Когда мне сказали, что Алексей Максимович Горький, только что приехавший из Италии, хочет меня видеть и что такого-то числа к такому-то часу я должен быть у него в «Европейской» гостинице – у меня подкосились ноги. Я сразу же твердо и безоговорочно решил: не пойду!
За несколько дней до этого я получил приглашение на банкет, который устраивали в честь Горького ленинградские писатели. Посмотреть на Горького издали, сидя где-нибудь в стороне, через пять или десять стульев, – на это у меня еще хватило бы храбрости. На банкет я собирался пойти. И вдруг я узнаю, что Алексей Максимович в дороге простудился, заболел и что банкет отменяется. А на другой день мне говорят, что Максим Горький зовет меня к себе в гости.
Я не спал всю ночь. Я уже решил, что не пойду, я знал, что не выдержу этой встречи с великим писателем один на один, – и все-таки колебался, все-таки не мог победить в себе страстного и вместе с тем такого простого и естественного желания – увидеть Горького.
Перед рассветом я, помню, закурил, взял с полки потрепанный, перевязанный веревочкой томик «Знания» и стал читать «Городок Окуров». И, прочитав две или три страницы, я вдруг понял, что надо идти, что не идти нельзя, что если не пойду – не прощу себе этого до самого смертного часа.

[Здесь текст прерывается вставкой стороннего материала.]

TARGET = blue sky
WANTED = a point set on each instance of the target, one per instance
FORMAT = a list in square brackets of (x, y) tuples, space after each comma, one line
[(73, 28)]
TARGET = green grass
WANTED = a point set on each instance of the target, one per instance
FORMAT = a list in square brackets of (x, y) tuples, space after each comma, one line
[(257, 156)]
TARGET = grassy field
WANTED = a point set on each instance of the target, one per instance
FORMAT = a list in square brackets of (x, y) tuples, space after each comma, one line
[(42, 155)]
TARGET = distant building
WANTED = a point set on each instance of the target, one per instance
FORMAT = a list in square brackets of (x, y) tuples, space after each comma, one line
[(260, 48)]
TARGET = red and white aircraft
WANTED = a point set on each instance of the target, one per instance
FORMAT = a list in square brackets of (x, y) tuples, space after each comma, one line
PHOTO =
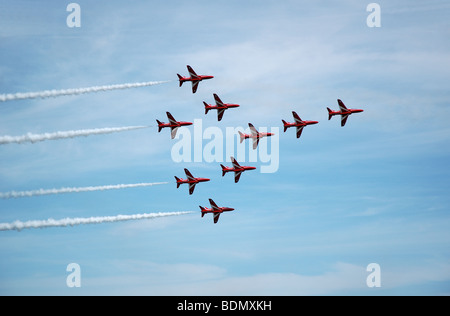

И вот чуть свет, гораздо раньше, чем было назначено, пришел в гостиницу – совершенно разбитый, больной и готовый, как говорится, ко всему. Ожидая в приемной, когда меня позовут, я, помню, самым серьезным образом подумывал, не выпрыгнуть ли мне из окна, благо окна были открыты, а номер помещался в первом этаже.
И вот наконец меня позвали. Я вышел в коридор, остановился перед дверью соседнего номера, зажмурился, собрался с духом и постучал. И сразу же за дверью раздалось глухое, окающее:
– Да, пожалуйста…
Я вошел и увидел его спину. На нем была серая байковая курточка, какая-то очень трогательная, немножко не по росту и какого-то арестантско-больничного покроя. Слегка ссутулившись и приподняв одно плечо, он стоял у маленького столика возле двери и что-то разглядывал там или свертывал папиросу. От этого занятия он оторвался не тотчас, а через две-три секунды. Повернулся, оглядел меня – сверху вниз, как бы из-под очков, улыбнулся и, поглаживая ус, как-то особенно, смачно и с удовольствием, будто только что сам вылепил меня из глины или выточил на токарном станке, сказал:
– Вот вы какой?!.
Потом протянул мне руку и, не выпуская моей руки из своей, повел к письменному столу.
– Ну, давайте, садитесь, будем знакомы…
Я сел и почувствовал – совсем не то, чего ожидал и боялся. Я почувствовал себя легко, свободно и непринужденно. Тут была какая-то магия, которой я долго не мог найти объяснения. Когда я шел к нему, я был уверен, что не выдержу и пятиминутного разговора, что потом долго и нещадно буду ругать себя за каждое сказанное слово, а еще больше за каждое непроизнесенное, проглоченное, промямленное. Ругать мне себя пришлось, но совсем за другое: я просидел у него в этот раз два с половиной часа – вероятно, гораздо больше, чем следовало.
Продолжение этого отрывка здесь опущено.